Su nieto Mathew Prichard y su bisnieto James, contaron que a ella le encantaba a la hora de la comida, cuando estaban todos sentados en la mesa, desafiarlos con sus enigmas. Ellos debían adivinar quién era el asesino y casi nunca acertaban.
James reveló también que cuando iba a visitarla a Devon tenía prohibido acercarse al feroz perro “Bingo” de su bisabuela o correr por los pasillos de la mansión.

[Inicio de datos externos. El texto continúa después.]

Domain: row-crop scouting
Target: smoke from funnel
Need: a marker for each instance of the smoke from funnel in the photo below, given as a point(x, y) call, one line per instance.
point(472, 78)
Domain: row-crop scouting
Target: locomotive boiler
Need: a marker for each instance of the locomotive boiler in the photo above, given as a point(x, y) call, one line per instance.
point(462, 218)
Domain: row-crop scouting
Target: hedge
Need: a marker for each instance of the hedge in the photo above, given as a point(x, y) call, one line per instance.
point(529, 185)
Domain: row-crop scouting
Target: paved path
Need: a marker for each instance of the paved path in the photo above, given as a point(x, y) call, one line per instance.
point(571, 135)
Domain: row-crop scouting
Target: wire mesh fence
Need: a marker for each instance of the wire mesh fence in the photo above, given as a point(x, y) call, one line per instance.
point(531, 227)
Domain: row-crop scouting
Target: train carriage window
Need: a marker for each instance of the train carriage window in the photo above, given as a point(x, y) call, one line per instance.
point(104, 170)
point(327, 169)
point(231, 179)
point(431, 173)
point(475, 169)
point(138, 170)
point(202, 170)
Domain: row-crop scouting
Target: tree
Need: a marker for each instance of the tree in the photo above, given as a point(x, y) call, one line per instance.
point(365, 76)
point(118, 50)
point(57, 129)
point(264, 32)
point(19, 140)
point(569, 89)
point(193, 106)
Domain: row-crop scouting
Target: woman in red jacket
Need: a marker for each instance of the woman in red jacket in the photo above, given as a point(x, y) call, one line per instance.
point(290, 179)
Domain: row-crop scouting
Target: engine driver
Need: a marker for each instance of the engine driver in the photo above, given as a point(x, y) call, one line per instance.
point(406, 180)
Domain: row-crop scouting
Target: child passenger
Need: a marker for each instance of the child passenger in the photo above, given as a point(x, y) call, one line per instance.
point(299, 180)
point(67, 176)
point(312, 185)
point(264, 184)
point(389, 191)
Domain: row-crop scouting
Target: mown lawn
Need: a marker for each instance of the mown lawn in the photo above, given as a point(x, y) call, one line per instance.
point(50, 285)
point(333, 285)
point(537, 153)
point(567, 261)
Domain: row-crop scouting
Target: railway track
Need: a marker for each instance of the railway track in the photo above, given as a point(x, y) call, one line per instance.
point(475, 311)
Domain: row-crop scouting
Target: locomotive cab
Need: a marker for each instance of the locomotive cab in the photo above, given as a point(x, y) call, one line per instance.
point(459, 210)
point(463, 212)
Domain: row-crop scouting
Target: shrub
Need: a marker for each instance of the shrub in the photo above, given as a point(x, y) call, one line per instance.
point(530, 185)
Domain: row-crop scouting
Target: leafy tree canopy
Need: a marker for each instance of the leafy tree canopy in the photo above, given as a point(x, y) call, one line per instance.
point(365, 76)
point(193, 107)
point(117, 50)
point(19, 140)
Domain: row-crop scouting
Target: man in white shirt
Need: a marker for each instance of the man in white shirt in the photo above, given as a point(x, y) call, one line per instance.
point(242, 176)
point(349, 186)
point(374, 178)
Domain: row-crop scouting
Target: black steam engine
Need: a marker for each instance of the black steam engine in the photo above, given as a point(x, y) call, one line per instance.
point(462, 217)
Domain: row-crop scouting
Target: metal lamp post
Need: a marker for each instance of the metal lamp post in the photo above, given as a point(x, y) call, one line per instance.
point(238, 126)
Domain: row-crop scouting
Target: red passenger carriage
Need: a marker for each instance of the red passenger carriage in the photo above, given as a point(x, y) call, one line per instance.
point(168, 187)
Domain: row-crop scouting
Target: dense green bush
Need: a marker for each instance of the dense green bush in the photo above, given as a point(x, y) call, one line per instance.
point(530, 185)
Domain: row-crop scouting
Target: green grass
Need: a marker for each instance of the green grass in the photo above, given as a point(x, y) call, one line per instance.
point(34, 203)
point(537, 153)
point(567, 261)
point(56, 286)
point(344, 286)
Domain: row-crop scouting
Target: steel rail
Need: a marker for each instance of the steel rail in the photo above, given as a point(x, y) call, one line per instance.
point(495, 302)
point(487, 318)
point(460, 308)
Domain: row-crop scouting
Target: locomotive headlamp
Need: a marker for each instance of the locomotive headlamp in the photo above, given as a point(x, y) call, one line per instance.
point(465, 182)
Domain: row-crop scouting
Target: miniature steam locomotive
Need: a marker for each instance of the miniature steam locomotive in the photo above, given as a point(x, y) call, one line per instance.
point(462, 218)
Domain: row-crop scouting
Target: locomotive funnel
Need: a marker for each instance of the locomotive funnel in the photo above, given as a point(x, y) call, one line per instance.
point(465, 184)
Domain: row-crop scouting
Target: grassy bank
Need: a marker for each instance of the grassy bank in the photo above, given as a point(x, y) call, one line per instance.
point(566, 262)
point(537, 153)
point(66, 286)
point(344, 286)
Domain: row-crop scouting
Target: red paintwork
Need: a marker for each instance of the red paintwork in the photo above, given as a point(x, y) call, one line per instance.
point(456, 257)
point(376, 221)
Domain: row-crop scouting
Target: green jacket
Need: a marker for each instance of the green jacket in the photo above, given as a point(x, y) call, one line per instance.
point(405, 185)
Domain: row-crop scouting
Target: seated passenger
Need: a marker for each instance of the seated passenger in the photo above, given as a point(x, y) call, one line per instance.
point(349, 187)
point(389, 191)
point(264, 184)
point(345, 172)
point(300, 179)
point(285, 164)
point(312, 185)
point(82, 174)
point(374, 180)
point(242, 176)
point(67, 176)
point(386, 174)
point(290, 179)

Ocurrencias lavando platos
Después de los años cincuenta Agatha se volcó a la producción teatral. En 1952 tuvo un gran éxito con su obra La ratonera. Fue nombrada miembro de la Real Sociedad de Literatura y recibió numerosos premios y doctorados honorarios. En 1971, la mismísima reina Isabel II la distinguió como celebridad. En 1974, cuando asistió al estreno en cine de su libro Asesinato en el Orient Express, fue la última vez que se la vio en público.
Antes de morir, ella misma decidió terminar con su personaje famoso Hércules Poirot. En su novela Telón, de 1975, el detective fallece luego de un ataque al corazón. Los lectores estaban tan desesperados que el medio The New York Times decidió publicar un aviso fúnebre sobre este personaje de ficción. Un detalle curioso es que la novela Telón, Agatha ya la tenía escrita desde hacía cuatro décadas. Siempre supo cómo partiría su propia creación.
Apenas comenzado el invierno de 1976, Agatha enfermó de gripe. Previsora, anticipó los acontecimientos y le cedió los derechos de autor a su nieto Mathew. El 12 de enero de 1976, Agatha Christie murió con 85 años, en su casa Winterbrook, en Oxfordshire.
Demasiado pronto, su amado arqueólogo Max se casó con una colega, Barbara Hastings Parker. Cuando Max murió dos años después, fue enterrado junto a Agatha.
Rosalind falleció en 2004, a la misma edad que su madre y por la misma causa. Su hijo Mathew Prichard, nieto de Agatha, con los años delegó el manejo de la obra en su propio hijo James quien es el presidente de Agatha Christie Limited. Fue él con su padre quienes tuvieron la idea de revivir al detective Hércules Poirot y no les fue nada mal. La que continuó escribiendo y emulando a Agatha fue, la también inglesa, Sophie Hannah.
Agatha sostenía que “la mejor receta para la novela policíaca es que el detective no debe saber nunca más que el lector” y que “las conversaciones son siempre peligrosas si se quiere esconder alguna cosa”. Con mucho humor expresó que la imaginación no tiene límites: “los mejores crímenes para mis novelas se me han ocurrido fregando platos. Lavar los platos convierte a cualquiera en un maníaco homicida de categoría”.
Por no haber ido al colegio, Agatha Christie tenía muchas faltas de ortografía que sus editores corregían diligentemente. Eso no le impidió ser hasta hoy la escritora de misterios más leída del mundo y la tercera de todos los géneros. En esa lista, antes que ella, solo figuran la Biblia y William Shakespeare. Agatha, a 45 años de su muerte, sigue reinando.